The retrospective case-control study that analyzed the 20-year risk of death from ischemic heart disease (IHD) in breast cancer patients who received hypofractionated locoregional radiation therapy at the Norwegian Radium Hospital between 1975 and 1991 (median followup: all patients 4.5yrs, surviving patients 20yrs). Two hypofractionated radiotherapy regimens were used: 4.3 Gy × 10 given as 2 weekly fractions (n=1107) and 2.5 Gy × 20 given as 4 weekly fractions (n=459). In multivariate analysis the 4.3 Gy still had an associated increased risk of IHD but with borderline significance only (HR=2.90, 95%, CI 0.97- 8.76, p=0.057).

Patients treated for left-sided cancer did not have increased risk of dying of IHD compared with right-sided breast cancer. The authors concluded that at least two decades is needed to evaluate safety of such irradiation [13].

The same results were found in a study done by Marhin et al. [14]. The study reported there was no significant difference in cardiac mortality for women ≤ 60 or >60 years of age who received adjuvant radiotherapy for left-sided vs. right-sided cancer.
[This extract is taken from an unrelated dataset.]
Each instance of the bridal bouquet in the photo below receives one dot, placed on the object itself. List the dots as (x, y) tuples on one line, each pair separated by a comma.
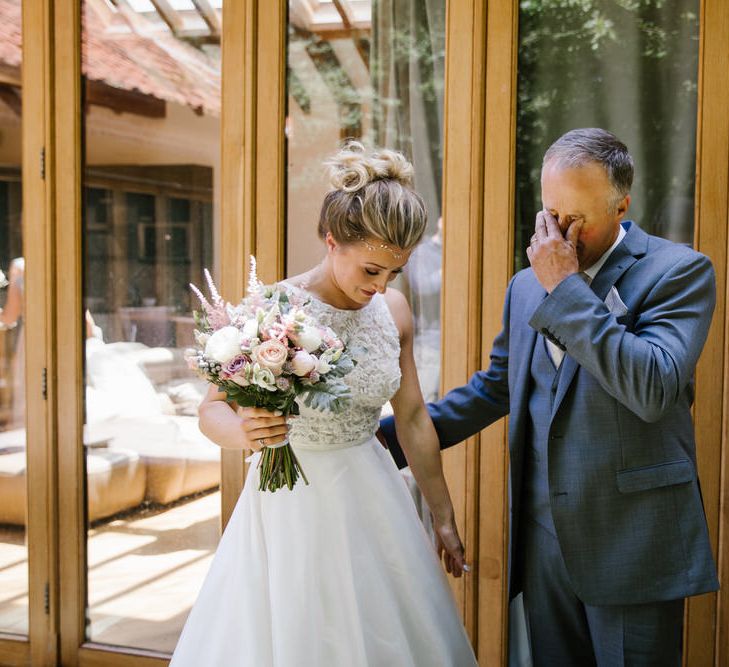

There was no difference in cardiac mortality for women who received adjuvant radiotherapy with fraction sizes ≤ 2 vs. >2 Gy for left- or right-sided cancer. The study reported that the relative risk of cardiac death for left- relative to right-sided radiotherapy with >2 Gy fractions was 1.07 (95%, CI 0.68-1.69).

An additional randomized study of 60 patients, although the study population was small and had limited results. The authors concluded hypo-fractionated radiotherapy decreased cardiac toxicity though not statistically significant; however, it is more cost effective and time consuming [15].

In the absence of a difference in cardiac mortality between women treated for breast cancer with hypo-fractionated vs. conventional fractionated radiotherapy adds further support to the efficacy of hypofractionated regimens in this clinical setting. The Canadian trial did not report results for left- and right-sided breast cancers, the authors did note that at a median follow-up of 12 years few cardiac-related deaths were observed and no increase occurred in patients who received the hypo-fractionated regimen [16].

In our study only one cardiac related death occurred which was a patient died due to congestive heart failure patient was 70 years old and had history of uncontrolled hypertension and diabetes mellitus.

Conclusion

Data collected from multiple trials and data from our study (though small number of patients with relatively short follow-up) suggest that there is no difference between two protocols regarding cardiac toxicity. Longer follow-up is mandatory to detect late effects. The use of IMRT Planning can also reduce the risk of cardiac complications especially in left side.